So, how far off will the ARG poll be? (I would expect the SD exit poll to be relatively close, but who knows?)



I figure a 10 point win. That's still pretty far off for ARG.




stop making Rush Limbaugh feel good. 2% is essentially exit poll measurement error - eg. people hearing the question wrong.


Mark Lindeman:

Thatcher, I don't know if that even counts as electioneering. Some Dems don't much like either Clinton or Obama.

Uri: depending on how many people they interviewed in Montana, a 10-point apparent lead probably won't be enough for the instant call. Not that I have any clue how many people they interviewed in Montana -- it's just fun to fill some time....



Just great ... I share the same birthday at Hillary Clinton's mother. She turns 89 tomorrow. Here's my thought - she wouldn't conceded tonight or tomorrow in honor of her mom's birthday - but look for Thursday.


Mark Lindeman:

OK, that's a bit more than 10, so I don't actually have to eat crow. ;) Looks like 14.



Several offtopic comments on tonight:

1) McCain should have picked a bigger venue. This venue looked like a joke. Also, he should control those creepy smiles.

2) Brilliant choice of slogan though: "Leader we can believe in".

3) That was the most blatant bashing of the Bush agreement that I've seen in a long time. Didn't expect McCain to go this long.
4) McCain made a mistake by taking credit for the policy change in Iraq and its benefits. If things get even worse there (is that even possible?), he's toast.

5) I'm not sure what Hillary is going for, but I have to give her credit for a spectacular political suicide. I waited for a "We will not go silently into the night" from Independence day. It's an interesting strategy for getting the VP spot.

6) HRC did not acknowledge the SD win at all which is sloppy. Obama did.

7) I already filled an entire piece of paper by making a checkmark every time the term "historic night" every time it is said on TV.

8) I find it incredibly pigheaded that Obama listed Roosevelt, Truman, and Kennedy as "presidents of change", but not LBJ who actually passed the civil rights act which gave him a chance to run in the first place.



Who's gonna jump on the Hillary Party since she seems not to be part of the Democrats anymore?


Mark Lindeman:

Uri, it's lucky that you didn't turn "historic night" into a drinking game, or we might have lost you.

(I think you're wrong about point 6. As per cnn.com, Clinton opened by saying, "Thank you, and thanks so much to South Dakota. You had the last word in this primary season, and it was worth the wait." Call me hyperliteral, but I thought that was an awkward way to open a speech shortly before the polls closed in Montana.)

Thatcher, I was so taken with your idea about why Clinton didn't concede that I came up with my own. Maybe Clinton recognizes that some people suspect Obama would be easily intimidated as a leader, and she is posturing as if she is angling for the VP position so that Obama has an opportunity to gently but firmly decline her services.

(No, I don't think that's likely. But, by golly, that's what would make it so clever!)

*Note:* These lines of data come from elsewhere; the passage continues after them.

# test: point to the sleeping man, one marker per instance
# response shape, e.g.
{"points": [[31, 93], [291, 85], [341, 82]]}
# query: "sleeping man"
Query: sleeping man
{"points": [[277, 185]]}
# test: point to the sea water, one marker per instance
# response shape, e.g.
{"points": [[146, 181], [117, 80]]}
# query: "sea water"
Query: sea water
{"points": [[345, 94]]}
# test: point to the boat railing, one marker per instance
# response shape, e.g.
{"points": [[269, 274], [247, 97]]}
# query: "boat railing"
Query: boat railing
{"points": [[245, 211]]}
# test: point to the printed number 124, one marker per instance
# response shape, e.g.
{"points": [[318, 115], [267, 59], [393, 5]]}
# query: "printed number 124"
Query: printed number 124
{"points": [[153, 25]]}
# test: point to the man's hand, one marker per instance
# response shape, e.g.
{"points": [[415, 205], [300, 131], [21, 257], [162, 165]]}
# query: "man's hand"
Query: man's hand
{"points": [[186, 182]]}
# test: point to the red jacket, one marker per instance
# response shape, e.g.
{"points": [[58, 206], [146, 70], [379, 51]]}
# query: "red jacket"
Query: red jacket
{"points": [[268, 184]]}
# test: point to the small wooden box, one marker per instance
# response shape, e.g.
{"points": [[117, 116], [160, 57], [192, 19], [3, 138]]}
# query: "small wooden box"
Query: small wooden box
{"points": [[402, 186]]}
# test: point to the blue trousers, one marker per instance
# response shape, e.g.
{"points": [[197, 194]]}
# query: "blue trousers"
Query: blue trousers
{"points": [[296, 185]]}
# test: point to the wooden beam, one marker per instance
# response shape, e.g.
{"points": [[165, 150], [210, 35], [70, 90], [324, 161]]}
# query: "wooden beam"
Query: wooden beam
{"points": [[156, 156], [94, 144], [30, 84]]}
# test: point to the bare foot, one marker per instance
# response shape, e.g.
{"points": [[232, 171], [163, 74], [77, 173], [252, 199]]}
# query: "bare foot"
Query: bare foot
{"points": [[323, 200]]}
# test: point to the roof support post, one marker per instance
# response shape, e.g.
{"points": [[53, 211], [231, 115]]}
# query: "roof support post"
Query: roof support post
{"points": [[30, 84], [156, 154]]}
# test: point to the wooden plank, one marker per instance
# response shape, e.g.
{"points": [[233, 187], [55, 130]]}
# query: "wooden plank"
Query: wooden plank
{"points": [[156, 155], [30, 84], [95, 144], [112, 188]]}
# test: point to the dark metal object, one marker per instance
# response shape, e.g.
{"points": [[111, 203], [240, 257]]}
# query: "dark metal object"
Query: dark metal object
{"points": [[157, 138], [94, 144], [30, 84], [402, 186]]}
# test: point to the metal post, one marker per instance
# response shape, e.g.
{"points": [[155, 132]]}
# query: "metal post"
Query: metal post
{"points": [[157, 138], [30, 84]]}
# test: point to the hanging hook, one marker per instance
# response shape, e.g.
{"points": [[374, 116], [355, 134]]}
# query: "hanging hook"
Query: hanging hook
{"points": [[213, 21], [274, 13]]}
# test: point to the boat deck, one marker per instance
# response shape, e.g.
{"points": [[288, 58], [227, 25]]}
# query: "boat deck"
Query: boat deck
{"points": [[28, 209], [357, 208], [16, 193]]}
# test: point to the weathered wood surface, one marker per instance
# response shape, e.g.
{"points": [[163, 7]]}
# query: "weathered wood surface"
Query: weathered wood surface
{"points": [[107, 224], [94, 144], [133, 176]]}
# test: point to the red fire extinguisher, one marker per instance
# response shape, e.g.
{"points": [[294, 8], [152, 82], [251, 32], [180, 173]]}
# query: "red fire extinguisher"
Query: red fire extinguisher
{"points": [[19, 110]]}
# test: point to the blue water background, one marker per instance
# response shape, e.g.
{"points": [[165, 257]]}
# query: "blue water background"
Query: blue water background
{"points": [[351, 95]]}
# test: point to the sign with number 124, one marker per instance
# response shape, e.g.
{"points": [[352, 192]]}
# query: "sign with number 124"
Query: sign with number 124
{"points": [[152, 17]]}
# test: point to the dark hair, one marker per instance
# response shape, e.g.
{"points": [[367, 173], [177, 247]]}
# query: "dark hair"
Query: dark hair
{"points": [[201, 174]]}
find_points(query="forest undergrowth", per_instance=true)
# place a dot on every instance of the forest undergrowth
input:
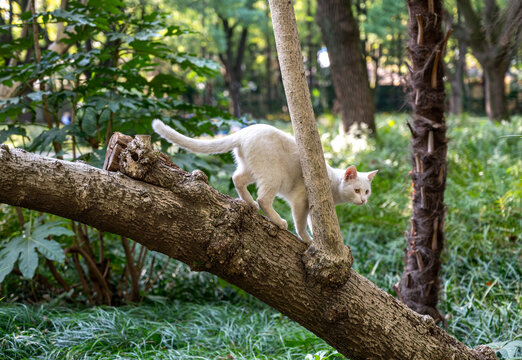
(197, 316)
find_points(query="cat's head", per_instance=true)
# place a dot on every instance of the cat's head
(356, 186)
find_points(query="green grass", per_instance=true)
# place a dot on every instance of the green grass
(201, 318)
(179, 330)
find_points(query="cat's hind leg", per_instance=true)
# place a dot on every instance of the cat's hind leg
(242, 179)
(265, 199)
(300, 214)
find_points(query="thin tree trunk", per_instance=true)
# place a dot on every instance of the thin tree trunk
(178, 214)
(495, 93)
(493, 39)
(348, 68)
(327, 259)
(456, 78)
(233, 65)
(419, 284)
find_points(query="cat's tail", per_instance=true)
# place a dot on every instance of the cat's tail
(214, 146)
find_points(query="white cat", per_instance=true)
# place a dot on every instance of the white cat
(269, 157)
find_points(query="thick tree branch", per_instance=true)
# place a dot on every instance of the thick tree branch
(178, 214)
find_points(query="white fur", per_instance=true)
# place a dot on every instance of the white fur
(269, 157)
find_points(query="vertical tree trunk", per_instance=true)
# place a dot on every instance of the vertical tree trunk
(348, 68)
(493, 39)
(419, 284)
(233, 61)
(309, 45)
(327, 259)
(495, 93)
(456, 78)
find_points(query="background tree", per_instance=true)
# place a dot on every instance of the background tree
(419, 284)
(348, 67)
(455, 68)
(493, 38)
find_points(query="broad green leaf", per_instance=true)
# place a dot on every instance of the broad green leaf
(11, 130)
(8, 256)
(23, 248)
(28, 258)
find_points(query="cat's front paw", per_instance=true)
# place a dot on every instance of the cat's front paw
(282, 224)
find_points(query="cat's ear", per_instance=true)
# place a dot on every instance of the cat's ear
(372, 174)
(350, 174)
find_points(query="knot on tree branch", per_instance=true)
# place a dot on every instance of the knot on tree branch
(328, 269)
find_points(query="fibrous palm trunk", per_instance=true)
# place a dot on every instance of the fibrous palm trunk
(419, 285)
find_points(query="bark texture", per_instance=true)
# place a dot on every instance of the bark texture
(419, 284)
(327, 259)
(348, 67)
(179, 214)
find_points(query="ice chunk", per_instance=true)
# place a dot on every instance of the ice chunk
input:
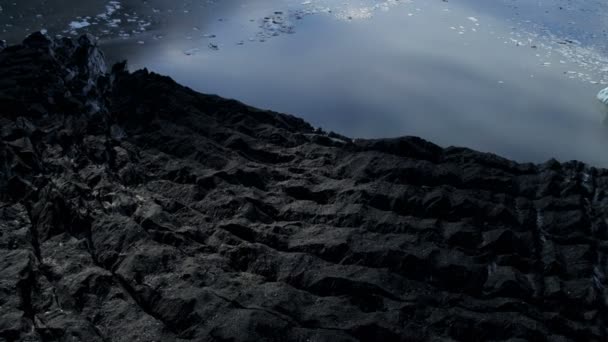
(79, 24)
(603, 96)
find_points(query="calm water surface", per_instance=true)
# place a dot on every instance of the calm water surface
(516, 77)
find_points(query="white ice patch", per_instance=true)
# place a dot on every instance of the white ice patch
(75, 25)
(603, 96)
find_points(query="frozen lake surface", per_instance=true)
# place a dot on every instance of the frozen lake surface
(518, 78)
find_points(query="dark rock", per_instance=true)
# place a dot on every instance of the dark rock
(132, 208)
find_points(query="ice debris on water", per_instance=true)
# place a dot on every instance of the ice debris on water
(75, 25)
(602, 96)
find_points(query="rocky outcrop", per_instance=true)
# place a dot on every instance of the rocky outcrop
(135, 209)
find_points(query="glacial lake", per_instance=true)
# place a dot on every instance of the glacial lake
(517, 78)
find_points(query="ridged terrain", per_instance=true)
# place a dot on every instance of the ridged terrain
(135, 209)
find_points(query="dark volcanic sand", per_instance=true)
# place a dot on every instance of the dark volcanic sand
(513, 77)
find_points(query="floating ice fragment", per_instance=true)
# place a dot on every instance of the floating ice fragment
(602, 96)
(191, 52)
(75, 25)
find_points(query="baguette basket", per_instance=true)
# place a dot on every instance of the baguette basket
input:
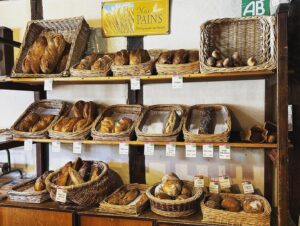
(249, 36)
(75, 31)
(237, 218)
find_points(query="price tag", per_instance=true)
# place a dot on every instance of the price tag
(149, 149)
(198, 181)
(28, 145)
(214, 187)
(190, 150)
(224, 152)
(248, 187)
(55, 146)
(177, 82)
(170, 150)
(123, 148)
(208, 151)
(77, 147)
(224, 182)
(135, 83)
(61, 195)
(48, 84)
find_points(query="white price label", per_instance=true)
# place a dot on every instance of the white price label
(61, 195)
(224, 152)
(135, 83)
(123, 148)
(208, 151)
(248, 187)
(55, 146)
(170, 150)
(224, 182)
(190, 150)
(199, 182)
(28, 145)
(214, 187)
(77, 147)
(48, 84)
(149, 149)
(177, 82)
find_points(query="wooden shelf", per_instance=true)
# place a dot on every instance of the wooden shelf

According to the exit polls, Montana Democratic voters were pretty evenly divided (50/45) on whether Obama should make Clinton his running mate. South Dakotans were more favorable (58/38). Whatever anyone thinks Clinton should do, whatever motivates what she does, she continues to command the respect of millions of Democrats around the country (of course including many who don't want to see her as vice-president). I'm just saying.



@Mark: Good one :)

You're right about SD, my mistake, I looked at the transcripts now. I was listening to the beginning of HRC's speech on the radio and they must have cut in a few seconds too late, I heard from the "I want to start tonight".

I guess we'll see what folds about the VP. HRC didn't buy any friends last night but she mmight have bought her way into the VP position. Though if I'm Obama and I saw McCain last night, I wouldn't worry about electability.



@Mark L -

I feel yours is more apt a motive behind her not conceding. My thought about "mom's birthday" was from a more caring viewpoint than political. I mean, if I dragged my 88 year old mother around the country, campaigning with me - her talking to people, etc - I wouldn't want my "gift" to her for her birthday that all of her work was for me to concede the night before or the day of her birthday. I'd want to still be "in the race" so that the birthday wasn't tainted with a concession.

Even though I've been in the business for 10 years, I still have some idealism left and a little hope that underneath it all - politicians have some sense of altruism.



Senator Clinton's speech last night was a justifiably proud recitation of her accomplishments over the course of this campaign, but it did not end right. She didn't do what she should have done. As hard and as painful as it might have been, she should have conceded, congratulated, endorsed and committed to Barack Obama. Therefore the next 48 hours are now as important to the future reputation of Hillary Clinton as the last year and a half have been.

I am disappointed. As a long time Hillary Clinton supporter and more importantly, an admirer, I am sad that this historic effort has ended with such a narrow loss for her. There will be the appropriate "if onlys" for a long time to come. If only the staff shakeup happened earlier; if only the planning in caucus states had more focus; if only Hillary had let loose with the authentic human and connecting voice she found in the last three months of the campaign. If only. If only. I have written many times on this site about the talents of Hillary Clinton and why I thought she'd make a great President.

After last night's final primary, she was only about pledged 100 delegates behind him. Ironic that after not wanting to make the decision for so long, it was in fact, the superdelegates who made the decision. But I guess they did so for another reason. It just isn't her time. It is his time. It's a new day that offers a freshness to our party that many have longed for. We felt the rush of new voices and a new energy in the Congressional sweep of 2006 and the sweep continues. It has been an organic shift. And a healthy one.

The life's work of Bill and Hillary Clinton in partnering with so many African Americans uniting our purpose and promoting our mutual issues is as responsible for Barack Obama's success as our first African American nominee as anyone. And yet, that joy is being denied for them by themselves. It is so sad.

So, I am also so very disappointed at how she has handled this last week. I know she is exhausted and she had pledged to finish the primaries and let every state vote before any final action. But by the time she got on that podium last night, she knew it was over and that she had lost. I am sure I was not alone in privately urging the campaign over the last two weeks to use the moment to take her due, pass the torch and cement her grace. She had an opportunity to soar and unite. She had a chance to surprise her party and the nation after the day-long denials about expecting any concession and send Obama off on the campaign trail of the general election with the best possible platform. I wrote before how she had a chance for her "Al Gore moment." And if she had done so, the whole country ALL would be talking today about how great she is and give her her due.

Instead she left her supporters empty, Obama's angry, and party leaders trashing her. She said she was stepping back to think about her options. She is waiting to figure out how she would "use" her 18 million voters.

But not my vote. I will enthusiastically support Barack Obama's campaign. Because I am not a bargaining chip. I am a Democrat.


Mark Lindeman:

Thatcher, I can't figure out a way to work a polling "hook" into this, but -- while I can't quite imagine Hillary Clinton thinking to herself, 'I ought to concede tonight, but I can't do that to my mom,' I'm happy to assume that what she basically meant what she said last night. Her supporters (including her mom) had been with her all the way, and she wanted to stay with them.

People might debate, "Is it altruism or is it arrogance?" But it's arrogant for anyone to think he or she can be president.

So, I really did like your thought. I didn't do it justice by linking it to mine, but the fact is that you got me thinking about a wider range of motives than I had.